D’ailleurs, les Unelles, dont la presqu’île s’avance comme un bras dans la mer, les Lexoves, les Baïocasses, les Aulerks Éburoviks[2], tous les peuples de la basse Seine avaient promis de faire une diversion.

César, paraît-il, avait envoyé dans tous ces pays des officiers pour réquisitionner des vivres, enlever des otages, et aussi pour observer ce qui s’y passait. Chez les Vénètes, on les avait arrêtés et retenus comme espions, jurant de ne les rendre que lorsque l’Imperator restituerait les gens qu’il avait pris chez les confédérés.

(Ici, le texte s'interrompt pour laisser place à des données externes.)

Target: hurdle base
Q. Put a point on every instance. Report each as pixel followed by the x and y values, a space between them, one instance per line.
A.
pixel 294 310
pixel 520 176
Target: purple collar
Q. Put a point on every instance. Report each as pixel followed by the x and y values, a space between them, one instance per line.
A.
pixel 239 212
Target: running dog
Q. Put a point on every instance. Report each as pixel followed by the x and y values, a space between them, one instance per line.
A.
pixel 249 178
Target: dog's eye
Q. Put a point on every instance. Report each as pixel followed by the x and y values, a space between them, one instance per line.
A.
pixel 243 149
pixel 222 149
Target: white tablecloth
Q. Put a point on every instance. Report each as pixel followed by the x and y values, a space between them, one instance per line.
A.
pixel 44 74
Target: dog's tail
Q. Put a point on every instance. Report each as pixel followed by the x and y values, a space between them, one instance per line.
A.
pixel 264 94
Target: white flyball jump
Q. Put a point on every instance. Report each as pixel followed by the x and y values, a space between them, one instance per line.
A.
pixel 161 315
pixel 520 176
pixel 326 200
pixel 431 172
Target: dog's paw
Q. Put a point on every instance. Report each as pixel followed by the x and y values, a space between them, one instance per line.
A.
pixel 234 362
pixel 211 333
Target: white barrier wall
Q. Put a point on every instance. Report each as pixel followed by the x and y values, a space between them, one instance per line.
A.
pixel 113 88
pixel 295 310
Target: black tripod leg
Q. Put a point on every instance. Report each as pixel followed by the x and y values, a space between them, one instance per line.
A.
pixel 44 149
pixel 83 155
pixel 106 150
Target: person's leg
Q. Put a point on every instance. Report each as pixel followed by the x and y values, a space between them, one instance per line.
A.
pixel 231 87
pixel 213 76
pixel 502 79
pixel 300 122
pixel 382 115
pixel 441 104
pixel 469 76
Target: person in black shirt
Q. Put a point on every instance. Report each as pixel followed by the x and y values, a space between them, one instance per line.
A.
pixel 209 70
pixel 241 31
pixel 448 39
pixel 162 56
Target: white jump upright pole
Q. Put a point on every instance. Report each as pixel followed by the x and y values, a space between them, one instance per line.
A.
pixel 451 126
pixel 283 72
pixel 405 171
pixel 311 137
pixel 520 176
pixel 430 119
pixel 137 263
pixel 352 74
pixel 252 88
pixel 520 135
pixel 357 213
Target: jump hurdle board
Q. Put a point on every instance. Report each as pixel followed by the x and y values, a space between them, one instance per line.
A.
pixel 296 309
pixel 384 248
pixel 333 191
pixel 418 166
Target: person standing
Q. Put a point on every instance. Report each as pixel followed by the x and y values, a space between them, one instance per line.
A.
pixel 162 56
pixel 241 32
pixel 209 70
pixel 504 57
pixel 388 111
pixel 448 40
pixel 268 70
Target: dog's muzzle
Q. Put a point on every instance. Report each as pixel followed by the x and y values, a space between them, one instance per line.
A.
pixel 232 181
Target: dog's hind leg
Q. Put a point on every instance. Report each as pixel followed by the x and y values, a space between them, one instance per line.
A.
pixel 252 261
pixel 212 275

Le Romain avait affecté de s’en indigner, déclarant que ces officiers ôtaient des ambassadeurs et qu’on avait violé en leur personne le droit des gens.

Il accourait donc avec ses légions. II avait demandé une flotte aux Pictons, aux Santons, aux Bituriges-Vivisks[3], et ceux-ci, jaloux des Vénètes, meilleurs marins qu’eux et meilleurs négociants, n’avaient pas rougi d’envoyer leurs vaisseaux.

Galgac me dit :

Je m’embarque demain avec tous mes matelots. Comme cette querelle n’est point la vôtre, tu peux rester et attendre le retour de ton ami, vivant ou mort.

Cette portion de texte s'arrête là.